Logano is replacing two-time Cup champion Tony Stewart in Joe Gibbs Racing’s No. 20 Toyota.

Stewart is about to make a debut of his own, competing at Daytona for the first time as owner/driver for Stewart-Haas Racing. But he likes JGR’s choice to take over the seat he had for the last 10 years.

“I feel like Joey is ready,” Stewart said earlier this week. “For his age, he’s a very smart kid and a very good race car driver. I don’t think he’s going to have any trouble getting used to this series and he’s got a team and definitely a crew chief that’s got a lot of experience. He’s got all the tools in place that he needs to be good.”

Logano, who will be the youngest driver to race in the Daytona 500, wasn’t even allowed to drive in a NASCAR-sanctioned series until last May, when he turned 18.
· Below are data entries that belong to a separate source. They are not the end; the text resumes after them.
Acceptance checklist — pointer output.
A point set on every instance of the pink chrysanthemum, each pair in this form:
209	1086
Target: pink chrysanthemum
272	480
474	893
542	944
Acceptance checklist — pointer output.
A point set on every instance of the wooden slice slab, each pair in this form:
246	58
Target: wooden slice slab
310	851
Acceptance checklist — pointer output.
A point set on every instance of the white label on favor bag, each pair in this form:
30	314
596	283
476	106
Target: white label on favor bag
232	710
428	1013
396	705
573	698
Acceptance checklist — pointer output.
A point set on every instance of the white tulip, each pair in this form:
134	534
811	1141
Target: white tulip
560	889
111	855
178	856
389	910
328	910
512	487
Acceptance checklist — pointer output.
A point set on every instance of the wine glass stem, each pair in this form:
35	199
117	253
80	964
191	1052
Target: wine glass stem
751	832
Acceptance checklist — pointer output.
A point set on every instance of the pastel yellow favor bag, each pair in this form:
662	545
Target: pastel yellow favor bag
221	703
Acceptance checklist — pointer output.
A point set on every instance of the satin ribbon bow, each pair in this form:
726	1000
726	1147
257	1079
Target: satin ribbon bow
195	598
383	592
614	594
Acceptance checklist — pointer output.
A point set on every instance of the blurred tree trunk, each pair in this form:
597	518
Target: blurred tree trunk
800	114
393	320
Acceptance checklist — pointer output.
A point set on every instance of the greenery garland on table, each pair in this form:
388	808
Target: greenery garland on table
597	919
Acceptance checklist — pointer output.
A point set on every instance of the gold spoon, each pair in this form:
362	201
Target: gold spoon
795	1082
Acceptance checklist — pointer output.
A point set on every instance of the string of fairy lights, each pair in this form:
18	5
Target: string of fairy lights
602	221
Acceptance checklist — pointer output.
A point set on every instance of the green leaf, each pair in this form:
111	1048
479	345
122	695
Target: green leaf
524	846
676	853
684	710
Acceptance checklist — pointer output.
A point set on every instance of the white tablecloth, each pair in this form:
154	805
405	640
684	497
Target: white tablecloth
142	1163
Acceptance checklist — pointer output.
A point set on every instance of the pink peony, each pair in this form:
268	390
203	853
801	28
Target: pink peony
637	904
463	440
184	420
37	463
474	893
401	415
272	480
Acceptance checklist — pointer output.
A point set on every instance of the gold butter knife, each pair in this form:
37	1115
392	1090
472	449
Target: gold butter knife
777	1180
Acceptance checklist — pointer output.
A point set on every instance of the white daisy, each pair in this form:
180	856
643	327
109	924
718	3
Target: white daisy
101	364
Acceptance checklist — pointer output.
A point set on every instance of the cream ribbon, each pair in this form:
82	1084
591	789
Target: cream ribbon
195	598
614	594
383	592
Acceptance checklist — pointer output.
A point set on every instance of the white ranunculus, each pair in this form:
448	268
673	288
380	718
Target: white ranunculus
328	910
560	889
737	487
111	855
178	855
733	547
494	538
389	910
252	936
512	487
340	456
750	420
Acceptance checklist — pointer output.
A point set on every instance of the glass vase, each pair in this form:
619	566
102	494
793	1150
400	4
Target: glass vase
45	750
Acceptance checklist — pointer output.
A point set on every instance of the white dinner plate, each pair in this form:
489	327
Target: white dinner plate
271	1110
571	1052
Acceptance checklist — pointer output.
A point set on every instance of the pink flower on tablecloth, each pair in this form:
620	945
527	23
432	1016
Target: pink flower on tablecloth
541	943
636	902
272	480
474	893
He drove in a Nationwide Series event just seven days after his birthday, starting ninth and finishing sixth. He won the pole at his second race, then won in his third.

The phenom went on to win two more poles and post five top-fives and 14 top-10s in 19 races in NASCAR’s second-tier series.

None of that success is very surprising.

Word of the multitalented youngster began reaching NASCAR’s highest series when Logano was a 12-year-old racing — and beating — much older drivers in late model sports cars.

“I’m certain that he will be a Cup champion, so my biggest concern was for him to stay humble, because when you’re as good as he is it’s not always easy,” Martin said. “He appears to be hanging on to that fairly well. I was very proud of him in his recent interviews. He appeared to be humble, and that’s not always easy.”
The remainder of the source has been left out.